Damaged houses were situated on riverbanks and even on tank beds

Top soil eroded in large extents of cultivated land and damaged the road and bridge




Nature’s fury: Temporary hutments and semi permanent houses on river banks suffer damages.

ADILABAD: The location of areas that were ravaged by floods earlier this week in Adilabad once again bring home the fact that there is a need to curb unauthorized and haphazard ‘colonisation’. Almost all the houses in urban areas that were damaged were situated on riverbanks and sometimes even on tank beds.

Another fact that has emerged is the obliteration of the course of some old streams and rivers that apparently resulted in over spilling of river banks and sometimes even in change of the course itself. This factor also caused inundation of fields on the riverbanks that were recently brought under cultivation.

Dasnapur river, that was the cause of sorrow for hundreds of families in the slums of Adilabad town, and Bangaruguda stream that caused extensive damage to agriculture fields are a couple of examples. While ‘house plotting’ blocked upstream the course of the former, the banks of the latter were eroded due to mining of gravel.

On the fateful nights of August 4 and 5 the rivers came into spate as a result of the cloud burst. “The intensity of rain was an unusual phenomenon. It was a deluge that most of the rivers and streams could not hold,” pointed out Sushil Deshpande, Deputy Executive Engineer, Irrigation.

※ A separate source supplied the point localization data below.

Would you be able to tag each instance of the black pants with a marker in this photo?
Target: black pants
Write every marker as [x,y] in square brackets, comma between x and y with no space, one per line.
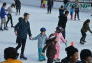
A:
[83,36]
[49,8]
[9,19]
[77,15]
[50,60]
[21,43]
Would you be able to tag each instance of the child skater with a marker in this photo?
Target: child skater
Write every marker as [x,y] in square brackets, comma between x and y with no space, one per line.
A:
[44,3]
[72,12]
[84,29]
[51,48]
[41,43]
[77,12]
[10,11]
[60,39]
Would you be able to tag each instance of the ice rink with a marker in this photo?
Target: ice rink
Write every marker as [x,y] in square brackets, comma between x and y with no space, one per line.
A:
[39,18]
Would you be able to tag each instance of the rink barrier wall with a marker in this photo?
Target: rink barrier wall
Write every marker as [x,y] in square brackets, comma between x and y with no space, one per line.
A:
[84,6]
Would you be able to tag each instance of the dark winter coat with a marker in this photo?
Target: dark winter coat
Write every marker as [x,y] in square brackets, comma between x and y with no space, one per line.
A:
[76,10]
[2,13]
[50,3]
[17,3]
[65,1]
[86,28]
[67,60]
[81,62]
[23,28]
[62,21]
[51,50]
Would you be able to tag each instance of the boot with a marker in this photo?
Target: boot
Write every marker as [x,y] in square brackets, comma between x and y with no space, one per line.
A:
[23,57]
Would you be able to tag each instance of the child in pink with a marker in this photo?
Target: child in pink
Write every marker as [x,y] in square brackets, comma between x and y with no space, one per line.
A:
[60,40]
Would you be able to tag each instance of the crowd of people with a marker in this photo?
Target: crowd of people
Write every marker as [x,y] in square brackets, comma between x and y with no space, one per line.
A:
[51,44]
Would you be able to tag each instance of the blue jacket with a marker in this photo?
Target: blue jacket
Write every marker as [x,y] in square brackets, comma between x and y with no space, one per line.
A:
[2,13]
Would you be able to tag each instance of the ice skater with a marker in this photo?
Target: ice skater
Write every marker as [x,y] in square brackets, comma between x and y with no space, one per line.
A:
[18,6]
[51,49]
[72,12]
[77,13]
[22,28]
[49,6]
[84,29]
[65,3]
[61,10]
[3,16]
[11,56]
[72,55]
[86,56]
[60,39]
[42,37]
[62,22]
[10,11]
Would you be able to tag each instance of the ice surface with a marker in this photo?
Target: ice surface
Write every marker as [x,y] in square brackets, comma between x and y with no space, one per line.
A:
[39,18]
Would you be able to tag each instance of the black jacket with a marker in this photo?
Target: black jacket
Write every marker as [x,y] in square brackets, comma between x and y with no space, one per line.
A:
[23,28]
[62,21]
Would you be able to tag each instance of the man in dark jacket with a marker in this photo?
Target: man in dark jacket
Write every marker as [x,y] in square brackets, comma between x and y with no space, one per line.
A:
[21,30]
[18,6]
[50,5]
[62,21]
[86,56]
[65,3]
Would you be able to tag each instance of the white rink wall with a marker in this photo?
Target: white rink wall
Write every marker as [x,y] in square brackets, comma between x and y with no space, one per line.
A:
[32,2]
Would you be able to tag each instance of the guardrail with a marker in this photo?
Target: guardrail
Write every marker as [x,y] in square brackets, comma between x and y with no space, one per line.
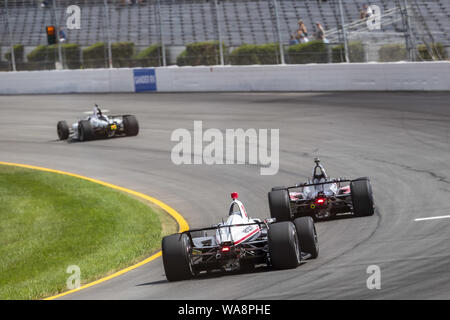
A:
[419,76]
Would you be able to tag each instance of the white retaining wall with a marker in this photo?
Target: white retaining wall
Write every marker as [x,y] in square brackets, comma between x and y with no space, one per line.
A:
[428,76]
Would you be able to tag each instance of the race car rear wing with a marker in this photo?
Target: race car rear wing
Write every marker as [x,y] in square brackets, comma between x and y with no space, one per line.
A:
[302,185]
[264,223]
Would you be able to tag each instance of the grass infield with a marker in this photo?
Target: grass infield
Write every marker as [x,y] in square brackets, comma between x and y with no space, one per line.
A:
[50,221]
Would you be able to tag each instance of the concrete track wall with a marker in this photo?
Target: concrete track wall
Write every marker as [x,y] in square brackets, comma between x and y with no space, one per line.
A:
[422,76]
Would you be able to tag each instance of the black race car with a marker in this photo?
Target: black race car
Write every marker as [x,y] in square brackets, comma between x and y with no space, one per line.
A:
[322,197]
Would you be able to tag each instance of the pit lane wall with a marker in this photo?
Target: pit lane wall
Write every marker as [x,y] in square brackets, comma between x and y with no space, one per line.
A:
[402,76]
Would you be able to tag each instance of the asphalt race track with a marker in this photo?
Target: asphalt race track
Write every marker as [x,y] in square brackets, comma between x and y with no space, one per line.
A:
[400,140]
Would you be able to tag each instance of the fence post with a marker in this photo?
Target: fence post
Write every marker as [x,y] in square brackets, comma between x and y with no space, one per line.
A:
[277,18]
[11,44]
[344,33]
[108,27]
[57,35]
[219,32]
[163,46]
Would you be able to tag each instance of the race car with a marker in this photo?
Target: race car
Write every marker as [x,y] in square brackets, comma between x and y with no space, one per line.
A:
[322,198]
[98,125]
[240,243]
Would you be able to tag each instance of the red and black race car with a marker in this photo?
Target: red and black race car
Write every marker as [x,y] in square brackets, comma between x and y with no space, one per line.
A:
[322,197]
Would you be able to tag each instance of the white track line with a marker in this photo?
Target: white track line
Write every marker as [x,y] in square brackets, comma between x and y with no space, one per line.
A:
[431,218]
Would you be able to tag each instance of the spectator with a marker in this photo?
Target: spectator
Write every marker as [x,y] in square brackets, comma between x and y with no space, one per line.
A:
[302,28]
[62,35]
[293,40]
[320,34]
[365,12]
[303,38]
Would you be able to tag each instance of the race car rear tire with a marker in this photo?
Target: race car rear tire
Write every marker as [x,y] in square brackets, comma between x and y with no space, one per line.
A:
[131,126]
[85,131]
[284,249]
[307,236]
[176,254]
[362,197]
[279,205]
[62,128]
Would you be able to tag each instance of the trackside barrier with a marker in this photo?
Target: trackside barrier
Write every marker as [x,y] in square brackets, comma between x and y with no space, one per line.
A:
[399,76]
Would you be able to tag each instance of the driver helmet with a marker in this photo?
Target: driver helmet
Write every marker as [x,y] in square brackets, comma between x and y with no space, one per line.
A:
[318,173]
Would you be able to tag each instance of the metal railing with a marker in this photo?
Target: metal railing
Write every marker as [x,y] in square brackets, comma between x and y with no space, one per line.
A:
[174,24]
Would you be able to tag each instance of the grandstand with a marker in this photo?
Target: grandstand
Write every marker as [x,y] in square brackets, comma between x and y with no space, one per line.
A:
[178,22]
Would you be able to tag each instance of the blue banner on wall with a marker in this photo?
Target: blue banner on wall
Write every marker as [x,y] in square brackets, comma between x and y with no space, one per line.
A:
[144,80]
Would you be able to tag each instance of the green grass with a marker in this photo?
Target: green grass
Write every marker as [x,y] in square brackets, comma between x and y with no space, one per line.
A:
[49,221]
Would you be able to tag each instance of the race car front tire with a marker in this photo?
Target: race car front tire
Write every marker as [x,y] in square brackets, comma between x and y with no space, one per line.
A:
[284,249]
[130,125]
[362,197]
[62,129]
[176,254]
[85,131]
[307,236]
[279,205]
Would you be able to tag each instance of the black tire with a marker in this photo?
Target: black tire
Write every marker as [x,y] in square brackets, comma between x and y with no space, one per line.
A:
[279,205]
[284,249]
[307,236]
[62,128]
[85,131]
[130,125]
[177,257]
[362,198]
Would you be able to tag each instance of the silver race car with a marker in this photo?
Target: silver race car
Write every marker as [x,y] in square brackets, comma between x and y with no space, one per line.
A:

Waters from a flooding Dasnapur river flattened the temporary and semi-permanent households along its banks. Most of the affected families along its banks in Hanumannagar, Ramnagar, Subhashnagar, Ranadivenagar and Gandhinagar lost valuable items like refrigerators, TVs and even LPG cylinders. The breaching of a water tank at Tantholi so flooded the Bangaruguda vagu that it changed course near the road dam on the Satnala road. In the process it eroded top soil in a large extent of cultivated land and damaged the road and the bridge. The Kolipur slum area that had sprung up four years back on the Bada Talab tank bed looks like it will be partially submerged in the days to come.